Le cifre, presentate ieri mattina nella sede romana della Bei dal vicepresidente Dario Scannapieco, entrano a piedi uniti nel dibattito che proprio intorno alla dinamica degli investimenti italiani divide i critici dell’Europa matrigna e i fautori della Ue come soluzione del problema. Ma più delle ricadute politiche è importante guardare ai dati di un «piano» che era partito tra lo scetticismo generalizzato, e che invece in Italia ha dato più risultati che altrove. Anche perché la voce «investimenti» continua a rappresentare il grande malato dell’economia del nostro Paese nel confronto internazionale.

Se l’Europa ha recuperato i livelli pre-crisi, l’Italia resta ancora sotto di circa un quinto (17,5% del Pil nel 2017 contro il 21,6% di dieci anni prima), perché mentre il settore privato ha riavviato i motori quello pubblico continua a flettere. «La ripresa è stata trainata dalle imprese - spiega Dario Scannapieco - e Industria 4.0 ha funzionato. Per quelli pubblici si può accelerare sugli interventi programmati, ma vanno ricostruite le strutture tecniche delle amministrazioni locali e rafforzato il coordinamento centrale sul modello di eccellenza che è stato seguito sull’edilizia scolastica».

Il meccanismo del piano è a domino. E parte dalla garanzia Ue attraverso il Fondo europeo per gli investimenti strategici (Feis, guidato da Scannapieco), che permette alla Banca europea degli investimenti di intervenire su tranche subordinate, con un profilo di rischio maggiore rispetto alle operazioni ordinarie, aprendo quindi i terreni più “sicuri” agli altri investitori. Nasce così l’effetto leva che moltiplica i numeri dello stanziamento iniziale: il fondo europeo vale 21 miliardi tra garanzia Ue e intervento diretto della Bei, per tre quarti dedicati alle infrastrutture e per il resto alle imprese, ma ha attivato finanziamenti per 65,5 miliardi che hanno mobilitato investimenti per 335. L’Italia ha raccolto il 15,2% delle operazioni (137 su 898), ma anche per la sua geografia economica reticolare totalizza da sola il 30% abbondante delle piccole e medie imprese coinvolte nei progetti. Perché anche fuori dai confini del piano Juncker è la rete delle imprese uno degli obiettivi chiave di Bei in Italia, rilanciato dai risultati raggiunti dall’intesa con Confindustria del marzo 2017.

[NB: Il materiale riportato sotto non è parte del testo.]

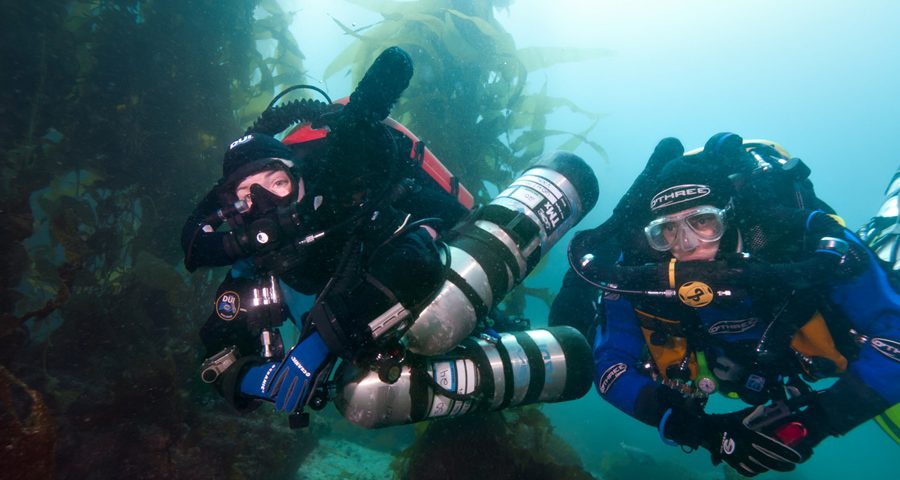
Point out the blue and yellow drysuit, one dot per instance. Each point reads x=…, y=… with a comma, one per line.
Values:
x=862, y=310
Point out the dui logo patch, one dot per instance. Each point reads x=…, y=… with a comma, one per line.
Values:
x=228, y=305
x=610, y=376
x=695, y=294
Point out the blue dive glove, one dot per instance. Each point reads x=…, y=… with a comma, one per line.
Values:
x=287, y=383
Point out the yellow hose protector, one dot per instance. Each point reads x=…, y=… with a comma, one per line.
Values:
x=814, y=340
x=889, y=421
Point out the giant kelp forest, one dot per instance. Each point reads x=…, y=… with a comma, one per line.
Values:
x=115, y=116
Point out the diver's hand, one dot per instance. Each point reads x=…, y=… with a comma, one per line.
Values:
x=288, y=383
x=747, y=451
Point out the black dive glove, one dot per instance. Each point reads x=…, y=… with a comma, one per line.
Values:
x=728, y=439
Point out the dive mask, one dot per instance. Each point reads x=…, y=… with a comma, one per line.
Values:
x=689, y=228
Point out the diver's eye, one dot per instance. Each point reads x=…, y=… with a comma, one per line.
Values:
x=704, y=222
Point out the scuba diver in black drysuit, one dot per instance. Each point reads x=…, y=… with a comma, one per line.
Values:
x=721, y=271
x=357, y=241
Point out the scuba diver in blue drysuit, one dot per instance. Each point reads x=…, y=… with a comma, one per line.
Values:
x=721, y=271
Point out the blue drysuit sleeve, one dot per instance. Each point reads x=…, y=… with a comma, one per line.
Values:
x=617, y=353
x=873, y=308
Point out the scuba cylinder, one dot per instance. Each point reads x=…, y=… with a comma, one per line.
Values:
x=552, y=365
x=500, y=245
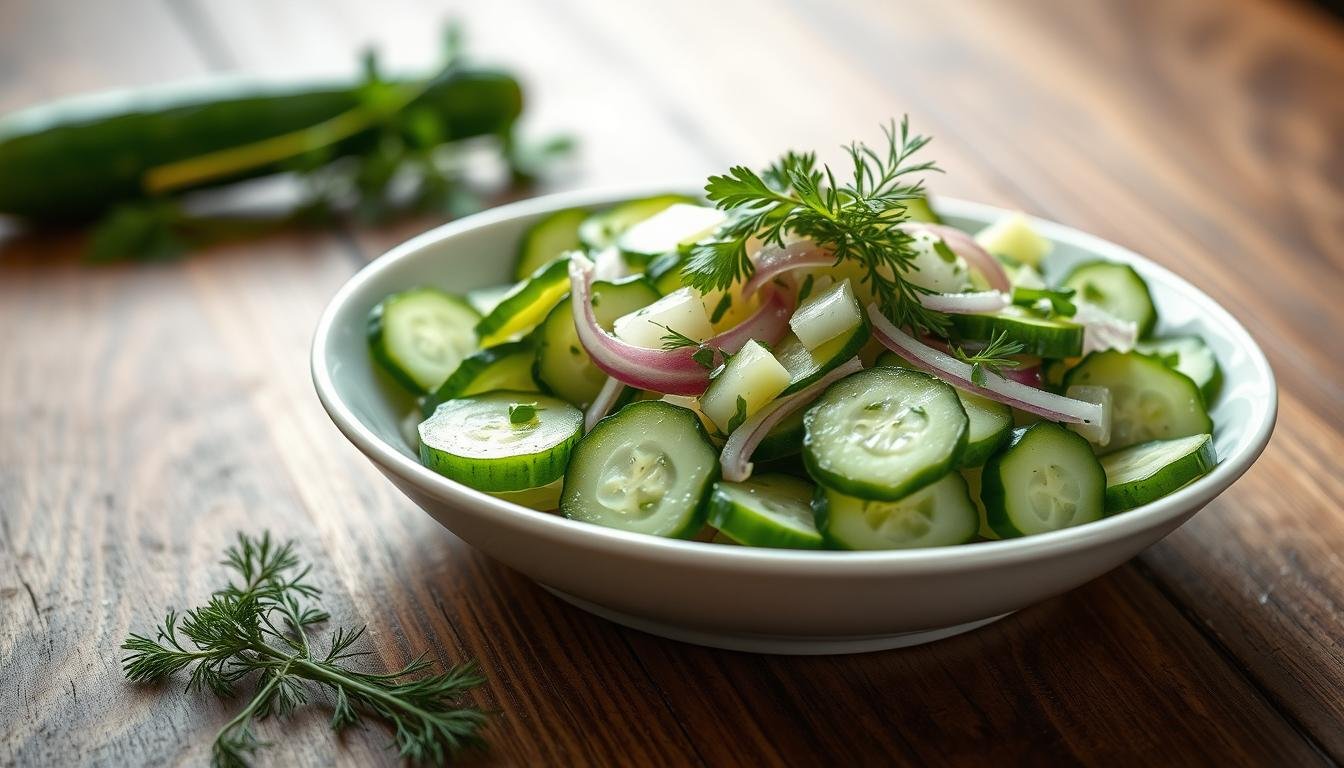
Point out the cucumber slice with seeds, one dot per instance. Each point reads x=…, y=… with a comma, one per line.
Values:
x=527, y=304
x=1117, y=289
x=421, y=335
x=1149, y=401
x=479, y=443
x=1147, y=472
x=1043, y=480
x=549, y=240
x=941, y=514
x=1048, y=338
x=645, y=468
x=768, y=510
x=1191, y=357
x=504, y=366
x=883, y=433
x=602, y=229
x=562, y=363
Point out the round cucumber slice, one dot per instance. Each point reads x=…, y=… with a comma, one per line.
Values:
x=549, y=240
x=937, y=515
x=1147, y=472
x=1043, y=480
x=1117, y=289
x=768, y=510
x=645, y=468
x=526, y=305
x=479, y=443
x=421, y=335
x=506, y=366
x=1048, y=338
x=805, y=366
x=989, y=427
x=1149, y=401
x=602, y=229
x=883, y=433
x=1191, y=357
x=562, y=363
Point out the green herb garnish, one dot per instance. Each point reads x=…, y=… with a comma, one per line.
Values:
x=258, y=628
x=856, y=219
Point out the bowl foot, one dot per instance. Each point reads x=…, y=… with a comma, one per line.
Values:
x=782, y=644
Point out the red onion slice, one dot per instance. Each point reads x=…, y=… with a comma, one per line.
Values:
x=774, y=261
x=735, y=459
x=1016, y=394
x=669, y=371
x=965, y=303
x=967, y=248
x=602, y=404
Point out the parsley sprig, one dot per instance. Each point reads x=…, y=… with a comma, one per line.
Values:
x=855, y=218
x=257, y=627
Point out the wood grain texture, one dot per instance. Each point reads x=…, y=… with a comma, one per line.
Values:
x=148, y=412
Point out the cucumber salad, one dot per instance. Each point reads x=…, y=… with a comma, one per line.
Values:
x=800, y=359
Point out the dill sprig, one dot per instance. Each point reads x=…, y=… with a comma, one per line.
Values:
x=855, y=218
x=995, y=357
x=258, y=627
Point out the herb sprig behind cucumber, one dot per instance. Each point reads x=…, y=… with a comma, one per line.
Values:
x=258, y=630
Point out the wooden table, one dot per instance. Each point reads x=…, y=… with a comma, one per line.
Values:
x=148, y=412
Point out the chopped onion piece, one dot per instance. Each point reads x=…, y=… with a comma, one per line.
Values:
x=735, y=459
x=1016, y=394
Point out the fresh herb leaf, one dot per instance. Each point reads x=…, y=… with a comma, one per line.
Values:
x=993, y=358
x=258, y=627
x=856, y=219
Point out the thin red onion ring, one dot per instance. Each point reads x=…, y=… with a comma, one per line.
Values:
x=774, y=261
x=1016, y=394
x=669, y=371
x=735, y=459
x=965, y=303
x=967, y=248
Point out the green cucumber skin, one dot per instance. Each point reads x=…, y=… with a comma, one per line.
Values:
x=1132, y=495
x=992, y=492
x=471, y=367
x=73, y=160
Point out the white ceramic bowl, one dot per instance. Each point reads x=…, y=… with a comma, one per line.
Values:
x=765, y=600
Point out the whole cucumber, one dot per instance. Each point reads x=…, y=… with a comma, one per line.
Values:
x=74, y=159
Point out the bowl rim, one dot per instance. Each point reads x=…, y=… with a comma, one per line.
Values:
x=979, y=554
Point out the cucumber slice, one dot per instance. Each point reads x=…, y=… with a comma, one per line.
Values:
x=1147, y=472
x=919, y=210
x=543, y=499
x=476, y=441
x=549, y=240
x=1048, y=338
x=883, y=433
x=989, y=427
x=647, y=468
x=750, y=379
x=504, y=366
x=674, y=226
x=562, y=363
x=768, y=510
x=1191, y=357
x=827, y=315
x=484, y=300
x=1149, y=401
x=1117, y=289
x=1014, y=237
x=940, y=514
x=784, y=439
x=421, y=335
x=527, y=304
x=1043, y=480
x=601, y=230
x=805, y=366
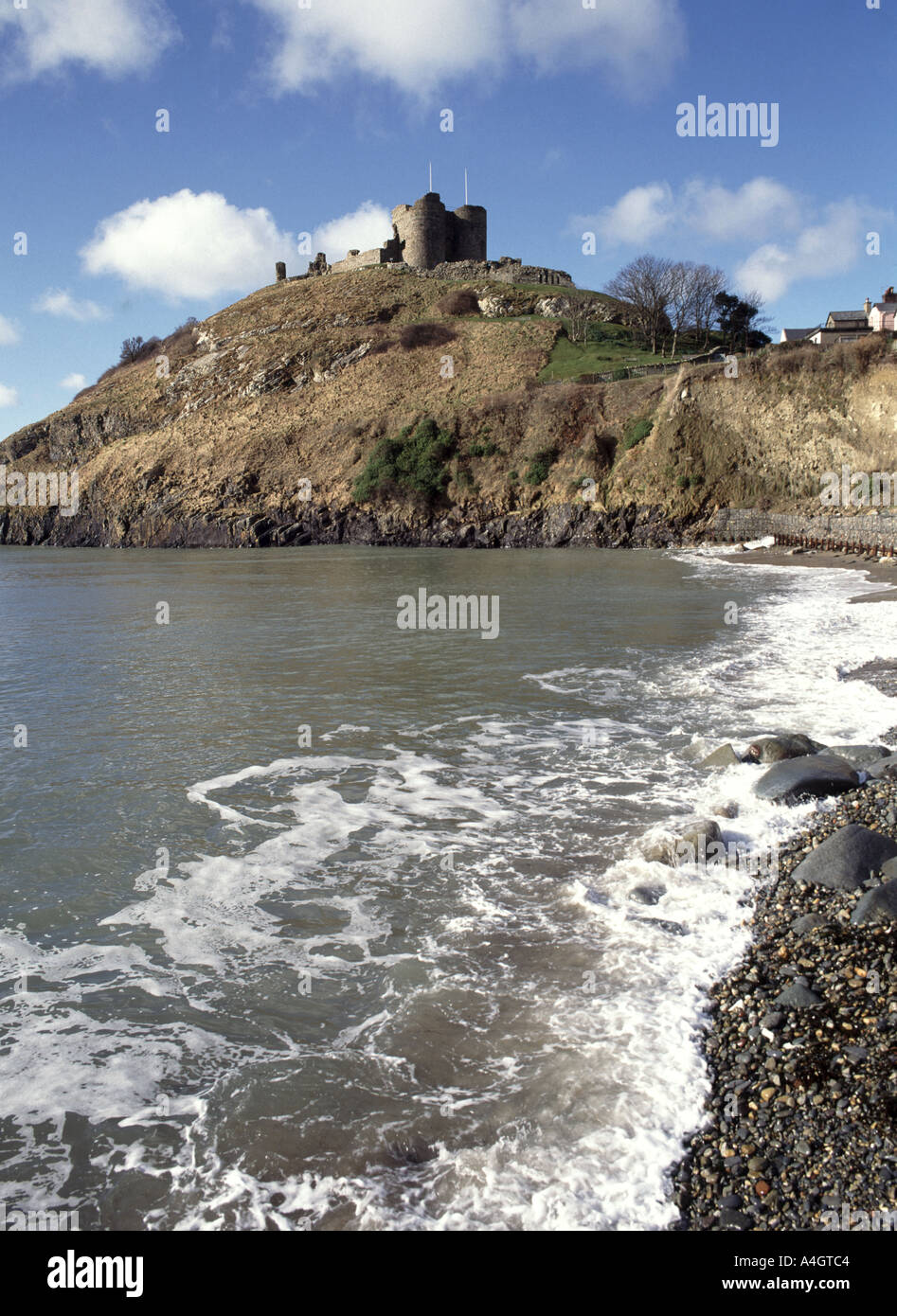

La traduzione concreta delle cifre appena elencate si sviluppa infatti in progetti infrastrutturali, in un ventaglio che da strade e ferrovie si allarga a alle «infrastrutture sociali» come ospedali e scuole, e piani di sviluppo e innovazione di settori e imprese. L’obiettivo comune è la creazione di Pil e posti di lavoro, in uno sviluppo che però richiede tempi lunghi.
A livello continentale le stime ufficiali parlano di un picco da 1,4 milioni di posti di lavoro aggiuntivi nel 2020 e di un effetto strutturale da circa 5-600mila posti nel lungo periodo, e sul Pil si punta a un contributo massimo dell’1,3% nel 2020 per stabilizzarsi intorno allo 0,6% più avanti. In entrambi i casi la gobba si spiega con il fatto che l’investimento libera l’energia maggiore all’inizio, con la costruzione dell’opera o l’avvio dell’innovazione di processo o di prodotto, e poi si attesta su un contributo stabile più basso.